Univers sensible

Vivre spontanément, matériellement et publiquement l’expérience proprement subjective d’un monde esthétique d’imagination individuelle et collective, telle est la caractéristique sensible que nous observons également durant cette excentricité festive.

La notion de spontanéité apparaît en effet comme un leitmotiv dans nos données de terrains, à la fois dans celles personnellement vécues et dans celles directement recueillies auprès de nos interlocuteurs.

La détermination de cette notion, dans une dimension spectaculaire, esthétique et sensible – c’est-à-dire de ce qui peut être perçu par les sens – pose alors la problématique de la spontanéité collective des acteurs-improvisateurs dans un monde imaginaire de fantaisie et de déraison, d’illusion et de rêve, cadré néanmoins par des ensembles de règles culturelles. Cet imaginaire merveilleux vécu dans la spontanéité et dans l’immédiateté absolue, en étroite relation avec la musique, la danse et le corps constitue une perspective éphémère qui détermine les rapports éventuels existant sur la scène carnavalesque entre fiction vécue et rationalité quotidienne.

Cet esthétique du carnaval, qui s’offre en premier à la vue par le déguisement, est alors très proche de l’essence des théâtres de la Renaissance provenant d’Italie, la Commedia dell’ arte et de la forme musicale jazzistique née aux Etats-Unis.

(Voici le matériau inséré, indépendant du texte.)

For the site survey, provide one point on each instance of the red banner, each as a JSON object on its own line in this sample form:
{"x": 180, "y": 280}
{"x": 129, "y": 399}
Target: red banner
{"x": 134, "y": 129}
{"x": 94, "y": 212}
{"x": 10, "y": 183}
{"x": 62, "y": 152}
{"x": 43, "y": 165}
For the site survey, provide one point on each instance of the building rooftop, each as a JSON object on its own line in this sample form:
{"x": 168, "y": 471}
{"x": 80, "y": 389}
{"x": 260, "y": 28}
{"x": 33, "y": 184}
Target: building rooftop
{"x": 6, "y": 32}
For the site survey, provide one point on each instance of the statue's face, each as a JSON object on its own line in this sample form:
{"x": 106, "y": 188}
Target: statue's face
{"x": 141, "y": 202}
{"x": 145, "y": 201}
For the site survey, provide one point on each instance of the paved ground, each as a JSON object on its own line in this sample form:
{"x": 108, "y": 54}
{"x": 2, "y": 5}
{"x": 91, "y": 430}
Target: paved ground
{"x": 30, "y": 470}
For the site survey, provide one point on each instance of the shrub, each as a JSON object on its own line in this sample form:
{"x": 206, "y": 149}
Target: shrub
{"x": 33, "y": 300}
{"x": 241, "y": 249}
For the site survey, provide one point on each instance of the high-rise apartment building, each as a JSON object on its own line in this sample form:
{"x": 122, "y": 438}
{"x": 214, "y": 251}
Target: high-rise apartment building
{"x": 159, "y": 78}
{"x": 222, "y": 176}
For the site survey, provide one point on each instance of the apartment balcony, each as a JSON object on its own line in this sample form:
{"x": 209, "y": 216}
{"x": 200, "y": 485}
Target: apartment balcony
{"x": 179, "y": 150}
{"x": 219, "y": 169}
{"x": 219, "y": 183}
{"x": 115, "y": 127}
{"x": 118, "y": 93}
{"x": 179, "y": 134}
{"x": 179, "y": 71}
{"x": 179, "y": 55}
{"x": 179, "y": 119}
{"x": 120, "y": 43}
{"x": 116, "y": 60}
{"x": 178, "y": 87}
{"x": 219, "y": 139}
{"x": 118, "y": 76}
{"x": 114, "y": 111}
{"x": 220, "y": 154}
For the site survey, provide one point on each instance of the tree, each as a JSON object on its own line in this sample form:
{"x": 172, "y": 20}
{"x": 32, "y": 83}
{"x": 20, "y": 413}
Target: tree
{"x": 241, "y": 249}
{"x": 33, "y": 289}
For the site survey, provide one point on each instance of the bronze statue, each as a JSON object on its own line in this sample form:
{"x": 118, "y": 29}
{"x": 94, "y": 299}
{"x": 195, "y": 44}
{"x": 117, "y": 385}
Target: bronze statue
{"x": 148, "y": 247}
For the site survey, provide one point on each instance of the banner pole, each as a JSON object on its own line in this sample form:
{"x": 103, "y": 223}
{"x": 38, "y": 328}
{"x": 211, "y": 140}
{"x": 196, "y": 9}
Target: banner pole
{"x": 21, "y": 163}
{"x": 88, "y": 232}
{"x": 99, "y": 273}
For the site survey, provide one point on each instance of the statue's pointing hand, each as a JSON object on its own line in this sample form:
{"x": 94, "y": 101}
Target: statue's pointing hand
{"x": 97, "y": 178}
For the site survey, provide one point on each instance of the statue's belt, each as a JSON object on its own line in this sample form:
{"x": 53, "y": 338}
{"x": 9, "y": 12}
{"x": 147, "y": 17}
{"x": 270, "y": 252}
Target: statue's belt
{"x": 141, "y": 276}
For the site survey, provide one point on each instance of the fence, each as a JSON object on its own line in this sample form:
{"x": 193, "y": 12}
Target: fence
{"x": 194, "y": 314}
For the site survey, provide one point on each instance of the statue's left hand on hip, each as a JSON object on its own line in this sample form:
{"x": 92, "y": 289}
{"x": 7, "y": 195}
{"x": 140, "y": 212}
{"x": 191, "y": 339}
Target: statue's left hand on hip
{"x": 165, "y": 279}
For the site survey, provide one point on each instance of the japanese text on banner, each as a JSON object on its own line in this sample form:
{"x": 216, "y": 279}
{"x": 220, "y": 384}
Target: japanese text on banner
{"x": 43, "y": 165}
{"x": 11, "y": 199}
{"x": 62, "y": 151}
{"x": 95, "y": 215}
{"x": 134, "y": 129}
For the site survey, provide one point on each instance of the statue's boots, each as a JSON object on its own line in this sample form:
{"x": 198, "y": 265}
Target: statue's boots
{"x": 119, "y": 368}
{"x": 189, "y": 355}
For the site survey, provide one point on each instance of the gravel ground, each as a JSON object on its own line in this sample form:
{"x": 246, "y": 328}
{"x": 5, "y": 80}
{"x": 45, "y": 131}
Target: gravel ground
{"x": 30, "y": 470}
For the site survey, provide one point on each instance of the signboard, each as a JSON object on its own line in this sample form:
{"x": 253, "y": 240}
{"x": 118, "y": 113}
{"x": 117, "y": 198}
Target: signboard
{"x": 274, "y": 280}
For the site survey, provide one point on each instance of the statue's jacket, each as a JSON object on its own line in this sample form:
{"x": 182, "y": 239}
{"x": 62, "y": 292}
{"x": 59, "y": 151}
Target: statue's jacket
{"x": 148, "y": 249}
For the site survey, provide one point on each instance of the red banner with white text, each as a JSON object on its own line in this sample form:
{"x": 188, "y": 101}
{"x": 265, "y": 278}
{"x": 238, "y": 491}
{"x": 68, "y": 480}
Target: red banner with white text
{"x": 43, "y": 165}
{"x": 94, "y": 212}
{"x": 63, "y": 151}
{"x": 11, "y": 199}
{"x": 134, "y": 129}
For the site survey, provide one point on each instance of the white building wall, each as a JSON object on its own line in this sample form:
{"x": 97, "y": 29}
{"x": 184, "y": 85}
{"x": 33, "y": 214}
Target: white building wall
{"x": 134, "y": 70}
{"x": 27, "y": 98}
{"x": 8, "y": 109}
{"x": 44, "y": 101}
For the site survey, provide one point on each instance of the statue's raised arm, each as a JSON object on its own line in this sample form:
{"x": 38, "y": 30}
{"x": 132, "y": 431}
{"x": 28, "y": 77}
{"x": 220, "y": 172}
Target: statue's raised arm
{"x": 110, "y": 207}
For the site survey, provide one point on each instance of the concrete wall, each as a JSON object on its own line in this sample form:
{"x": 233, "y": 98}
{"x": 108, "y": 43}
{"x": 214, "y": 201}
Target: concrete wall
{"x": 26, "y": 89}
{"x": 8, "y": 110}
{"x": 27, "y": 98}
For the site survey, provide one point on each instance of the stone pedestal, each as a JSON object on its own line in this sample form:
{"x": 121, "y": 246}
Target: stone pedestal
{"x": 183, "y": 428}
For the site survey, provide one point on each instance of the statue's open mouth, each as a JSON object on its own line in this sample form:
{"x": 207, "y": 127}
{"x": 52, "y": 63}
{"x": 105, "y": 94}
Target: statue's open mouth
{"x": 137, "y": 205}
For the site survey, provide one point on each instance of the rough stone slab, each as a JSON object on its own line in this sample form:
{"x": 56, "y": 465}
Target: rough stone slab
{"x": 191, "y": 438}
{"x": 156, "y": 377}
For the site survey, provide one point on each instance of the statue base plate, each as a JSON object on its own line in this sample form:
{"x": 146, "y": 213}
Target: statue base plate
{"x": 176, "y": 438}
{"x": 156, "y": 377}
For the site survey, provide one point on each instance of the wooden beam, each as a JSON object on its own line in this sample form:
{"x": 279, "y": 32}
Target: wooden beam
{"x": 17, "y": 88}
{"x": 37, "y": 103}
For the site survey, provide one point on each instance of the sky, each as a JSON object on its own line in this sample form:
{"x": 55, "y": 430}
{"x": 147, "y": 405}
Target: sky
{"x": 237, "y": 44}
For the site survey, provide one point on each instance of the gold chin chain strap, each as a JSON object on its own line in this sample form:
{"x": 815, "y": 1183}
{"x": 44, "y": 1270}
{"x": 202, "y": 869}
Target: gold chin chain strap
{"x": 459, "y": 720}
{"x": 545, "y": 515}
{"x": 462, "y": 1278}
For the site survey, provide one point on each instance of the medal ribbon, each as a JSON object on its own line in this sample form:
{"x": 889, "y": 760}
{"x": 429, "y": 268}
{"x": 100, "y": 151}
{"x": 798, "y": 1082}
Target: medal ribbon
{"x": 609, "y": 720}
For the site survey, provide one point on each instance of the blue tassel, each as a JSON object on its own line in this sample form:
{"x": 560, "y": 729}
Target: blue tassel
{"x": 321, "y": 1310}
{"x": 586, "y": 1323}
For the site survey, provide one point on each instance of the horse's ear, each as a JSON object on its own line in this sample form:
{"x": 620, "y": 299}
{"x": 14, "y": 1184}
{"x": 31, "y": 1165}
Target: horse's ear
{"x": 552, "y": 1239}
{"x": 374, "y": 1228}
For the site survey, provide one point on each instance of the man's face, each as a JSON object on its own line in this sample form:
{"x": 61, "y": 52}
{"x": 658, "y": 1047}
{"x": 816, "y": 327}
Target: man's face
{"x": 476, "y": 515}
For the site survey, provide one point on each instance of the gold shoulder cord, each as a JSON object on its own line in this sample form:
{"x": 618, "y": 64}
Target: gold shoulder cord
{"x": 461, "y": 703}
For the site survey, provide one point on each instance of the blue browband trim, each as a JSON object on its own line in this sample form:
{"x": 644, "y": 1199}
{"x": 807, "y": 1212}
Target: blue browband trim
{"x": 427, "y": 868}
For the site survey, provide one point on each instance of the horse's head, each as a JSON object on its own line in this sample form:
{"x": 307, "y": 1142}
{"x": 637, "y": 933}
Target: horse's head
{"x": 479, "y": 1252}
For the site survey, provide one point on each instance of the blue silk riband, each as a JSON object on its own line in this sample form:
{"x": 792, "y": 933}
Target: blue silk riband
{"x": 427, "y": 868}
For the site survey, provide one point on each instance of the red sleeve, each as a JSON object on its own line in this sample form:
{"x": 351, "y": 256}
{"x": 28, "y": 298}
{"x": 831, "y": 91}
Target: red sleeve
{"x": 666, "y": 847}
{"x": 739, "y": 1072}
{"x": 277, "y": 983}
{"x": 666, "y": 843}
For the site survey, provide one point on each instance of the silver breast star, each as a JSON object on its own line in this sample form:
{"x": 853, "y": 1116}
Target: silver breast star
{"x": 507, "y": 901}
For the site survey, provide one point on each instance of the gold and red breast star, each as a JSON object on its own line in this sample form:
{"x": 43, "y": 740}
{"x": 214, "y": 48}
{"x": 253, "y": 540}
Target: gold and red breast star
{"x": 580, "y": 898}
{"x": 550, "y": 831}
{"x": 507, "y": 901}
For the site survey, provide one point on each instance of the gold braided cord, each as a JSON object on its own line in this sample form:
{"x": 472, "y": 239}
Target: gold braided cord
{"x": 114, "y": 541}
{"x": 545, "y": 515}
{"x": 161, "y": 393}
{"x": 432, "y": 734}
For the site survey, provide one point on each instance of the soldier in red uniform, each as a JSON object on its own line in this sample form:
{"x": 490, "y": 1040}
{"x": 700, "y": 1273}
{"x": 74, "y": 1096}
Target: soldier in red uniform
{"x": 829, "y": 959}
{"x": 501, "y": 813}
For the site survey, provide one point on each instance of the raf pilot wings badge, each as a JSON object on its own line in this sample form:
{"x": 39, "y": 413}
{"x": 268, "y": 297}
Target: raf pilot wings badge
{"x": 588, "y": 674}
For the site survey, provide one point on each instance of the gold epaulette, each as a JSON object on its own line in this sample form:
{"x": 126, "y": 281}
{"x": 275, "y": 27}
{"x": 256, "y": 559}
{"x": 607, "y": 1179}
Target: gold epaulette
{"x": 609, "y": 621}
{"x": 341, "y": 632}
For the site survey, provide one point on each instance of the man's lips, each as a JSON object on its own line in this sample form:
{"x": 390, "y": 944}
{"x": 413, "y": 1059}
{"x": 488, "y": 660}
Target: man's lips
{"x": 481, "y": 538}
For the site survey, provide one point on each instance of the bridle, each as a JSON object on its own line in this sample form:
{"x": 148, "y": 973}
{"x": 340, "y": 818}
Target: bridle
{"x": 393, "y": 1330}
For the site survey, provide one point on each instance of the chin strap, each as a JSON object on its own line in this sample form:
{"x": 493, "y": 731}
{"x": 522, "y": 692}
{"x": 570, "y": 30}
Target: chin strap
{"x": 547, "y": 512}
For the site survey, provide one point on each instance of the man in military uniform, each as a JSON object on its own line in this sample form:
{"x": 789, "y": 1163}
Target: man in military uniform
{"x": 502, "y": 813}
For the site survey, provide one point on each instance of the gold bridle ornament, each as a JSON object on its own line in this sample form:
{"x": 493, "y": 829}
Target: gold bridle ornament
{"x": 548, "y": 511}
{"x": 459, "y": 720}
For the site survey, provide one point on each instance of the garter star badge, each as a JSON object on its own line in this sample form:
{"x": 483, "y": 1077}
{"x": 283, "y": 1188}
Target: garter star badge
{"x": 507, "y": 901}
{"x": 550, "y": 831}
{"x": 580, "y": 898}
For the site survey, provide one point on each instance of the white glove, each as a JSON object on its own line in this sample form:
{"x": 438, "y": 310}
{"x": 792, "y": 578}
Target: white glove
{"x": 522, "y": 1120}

Ainsi pour résoudre cette problématique de la spontanéité carnavalesque, entre règle et liberté, entre illusion esthétique et rationalité codifiée, un modèle explicatif issu de ces deux formes d’art devra être établi.

« En carnaval fais ce qu’il te plait !» rappelle l’adage carnavalesque. L’idée de liberté dans le monde carnavalesque, telle que nous l’avons vécue, entendue et perçue, se présente de même comme incontournable.

La liberté d’expression ainsi que la liberté de geste dans les défilés carnavalesques semblent effectives. Or, comme le rappelait Voltaire : « la liberté consiste à ne dépendre que des lois ».

La liberté est en ce sens un pouvoir d’agir dans la limite des lois et règles, dans la mesure où la loi s’applique à des prescriptions qui règlent les rapports sociaux.

En effet, du fait que le carnaval dessine un monde en dehors de celui de l’« ordinaire », ou plutôt constitue collectivement une entité abstraite à part dans la rationalité du quotidien, celle-ci doit, de fait, créer ses propres lois sociales, qui permettent de distribuer la liberté et d’accorder à chacun des acteurs cette spontanéité, continuellement suggérée et tant appréciée par nos interlocuteurs.

Quelles sont alors, d’un point de vue constructiviste, ces « lois » proprement carnavalesques qui garantissent la liberté, la spontanéité des acteurs dans l’instant du carnaval ?

Où se situe précisément le carnaval entre liberté et règlement ?

Est-ce que cette liberté carnavalesque induit le pouvoir de constituer une société indépendante, c’est-à-dire une liberté politique ?

Est-ce pour cette raison également que la période festive est personnifiée par un unique représentant politique – souvent sous forme d’effigie – garant alors des lois ou règles spécifiquement carnavalesque : le roi carnaval ?

Quel lien existe en somme entre l’univers imaginaire et sensible du carnaval et son singulier représentant politique ?

Quelle est cette nécessité politique rationnelle dans un univers sensible, dans un monde d’imagination, de fantasmes collectifs et de liberté ?

Ainsi, si la liberté et la spontanéité induisent des notions de règles prises au sens étymologique du terme, regere, diriger, et synonyme de norme, entendues dans l’univers subversif du carnaval, nous parlerons alors plutôt de dérèglement.

Notre présente contribution pour une théorie générale du carnaval se propose ainsi de prendre en compte et d’explorer les éléments sensibles, non rationnels et fantasmagoriques, émotionnels et affectifs, idéalistes et passionnels, symboliques et fictifs des carnavals pour cheminer vers un modèle explicatif dépendant des constituants réalistes et objectifs.